The disenchantment came no less painfully than unexpectedly: and Lucy, ready to cry, but ashamed of crying for such a cause, thrust the Supplement out of sight, and sitting down, forced herself to face the inevitable future. One thing was certain, she could not meet Alan—in her thoughts he had long been Alan, and now it cost her an effort of recollection to stiffen him back into Mr. Hartley—she must not meet Mr. Hartley till she could reckon on seeing him and his wife with friendly composure. Oh! why—why—why had she all along misunderstood him, and he never understood her? Not to meet him, it would be necessary, to decline the invitation from Mrs.
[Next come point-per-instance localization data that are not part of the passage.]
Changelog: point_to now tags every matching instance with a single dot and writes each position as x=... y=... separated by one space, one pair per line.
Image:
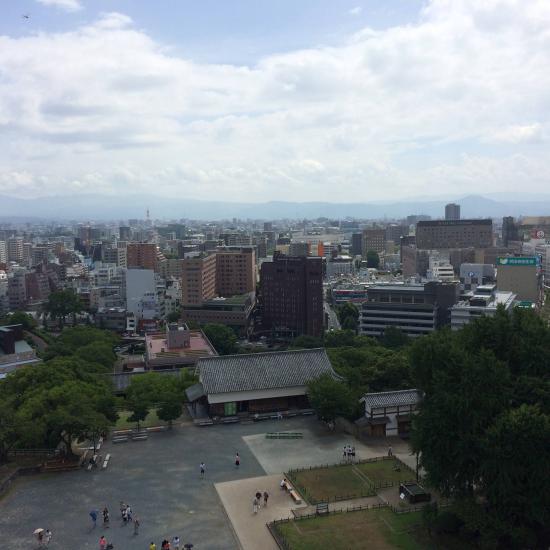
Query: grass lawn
x=384 y=470
x=323 y=484
x=379 y=528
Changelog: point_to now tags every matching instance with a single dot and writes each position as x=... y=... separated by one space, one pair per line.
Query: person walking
x=105 y=518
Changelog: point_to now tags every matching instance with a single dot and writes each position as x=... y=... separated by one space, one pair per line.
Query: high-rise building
x=374 y=239
x=292 y=296
x=298 y=249
x=15 y=249
x=416 y=309
x=198 y=279
x=438 y=234
x=356 y=248
x=3 y=252
x=452 y=211
x=521 y=276
x=235 y=271
x=124 y=233
x=509 y=230
x=142 y=255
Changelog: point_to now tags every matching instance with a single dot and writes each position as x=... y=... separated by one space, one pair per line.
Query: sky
x=257 y=100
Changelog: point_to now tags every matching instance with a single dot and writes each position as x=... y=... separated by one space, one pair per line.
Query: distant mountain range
x=103 y=207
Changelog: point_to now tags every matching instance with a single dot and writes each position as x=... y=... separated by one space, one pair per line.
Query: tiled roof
x=391 y=398
x=262 y=371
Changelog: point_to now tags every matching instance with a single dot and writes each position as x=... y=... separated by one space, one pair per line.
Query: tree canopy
x=62 y=303
x=482 y=430
x=330 y=398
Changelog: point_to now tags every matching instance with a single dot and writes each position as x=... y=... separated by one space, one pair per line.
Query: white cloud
x=389 y=113
x=529 y=133
x=67 y=5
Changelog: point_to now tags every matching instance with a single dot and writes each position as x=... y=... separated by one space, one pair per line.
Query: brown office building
x=142 y=255
x=235 y=271
x=374 y=239
x=437 y=234
x=198 y=279
x=292 y=296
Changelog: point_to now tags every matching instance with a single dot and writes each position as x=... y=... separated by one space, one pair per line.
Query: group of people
x=166 y=545
x=257 y=501
x=349 y=453
x=44 y=537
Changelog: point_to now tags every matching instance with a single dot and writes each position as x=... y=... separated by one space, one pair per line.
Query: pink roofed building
x=177 y=347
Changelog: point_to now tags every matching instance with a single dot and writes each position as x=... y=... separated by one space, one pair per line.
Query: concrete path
x=250 y=528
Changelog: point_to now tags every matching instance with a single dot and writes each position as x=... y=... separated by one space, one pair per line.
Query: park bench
x=106 y=461
x=91 y=464
x=284 y=435
x=156 y=429
x=322 y=508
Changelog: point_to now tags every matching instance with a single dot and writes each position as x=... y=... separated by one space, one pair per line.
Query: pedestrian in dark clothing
x=105 y=517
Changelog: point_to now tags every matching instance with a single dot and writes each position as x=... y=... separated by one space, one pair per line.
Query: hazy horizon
x=255 y=101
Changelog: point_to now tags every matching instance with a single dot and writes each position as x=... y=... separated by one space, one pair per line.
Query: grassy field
x=327 y=483
x=380 y=528
x=386 y=470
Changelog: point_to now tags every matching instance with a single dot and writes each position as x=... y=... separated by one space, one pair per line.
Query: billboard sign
x=518 y=261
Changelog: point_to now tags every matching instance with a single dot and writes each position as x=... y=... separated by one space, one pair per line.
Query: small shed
x=388 y=413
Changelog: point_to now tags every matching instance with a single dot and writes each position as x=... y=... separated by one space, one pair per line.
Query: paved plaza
x=160 y=479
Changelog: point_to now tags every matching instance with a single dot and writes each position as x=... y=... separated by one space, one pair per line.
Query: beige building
x=519 y=275
x=198 y=279
x=374 y=239
x=142 y=255
x=235 y=271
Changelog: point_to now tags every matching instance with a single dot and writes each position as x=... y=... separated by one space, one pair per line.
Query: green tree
x=62 y=303
x=515 y=472
x=464 y=393
x=330 y=398
x=373 y=259
x=20 y=318
x=222 y=338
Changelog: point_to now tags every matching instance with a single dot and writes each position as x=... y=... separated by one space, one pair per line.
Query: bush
x=448 y=523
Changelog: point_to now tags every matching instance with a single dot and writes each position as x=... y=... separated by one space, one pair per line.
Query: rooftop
x=157 y=347
x=391 y=398
x=262 y=371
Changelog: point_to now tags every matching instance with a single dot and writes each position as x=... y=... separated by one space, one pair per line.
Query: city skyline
x=320 y=102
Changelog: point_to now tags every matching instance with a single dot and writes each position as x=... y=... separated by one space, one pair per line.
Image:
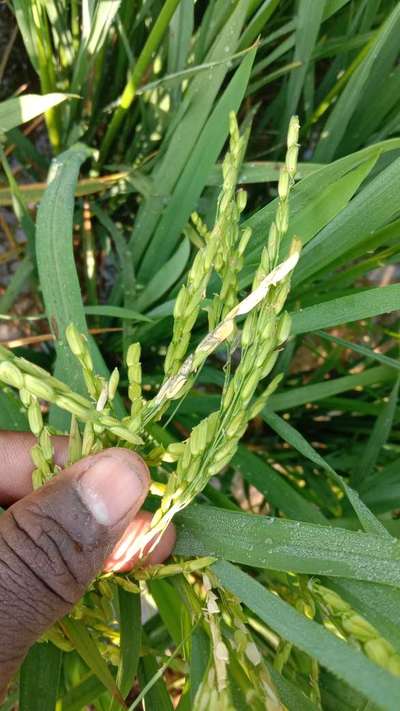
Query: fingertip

Tyke, which she had looked forward to and longed for during weeks past, and which, in the impartial judgment of Miss Charlmont, it was her turn, not Jane’s, to accept; which, moreover, might arrive by any post. Jane she knew would be ready enough to pay a visit out of turn, but Catherine would want a reason; and what reason could she give? On one point, however, she was determined, that, with or without her reasons being accepted as reasonable, go she would not. Then came the recollection of a cracker she had pulled with him, and kept in her pocketbook ever since; and of a card he had left for her and her sister, or, as she had fondly fancied, mainly for herself, before the last return from Mrs. Tyke’s to Brompton-on-Sea. Treasures no longer to be treasured, despoiled treasures,—she denied herself the luxury of a sigh, as she thrust them between the bars of the grate and watched them burn.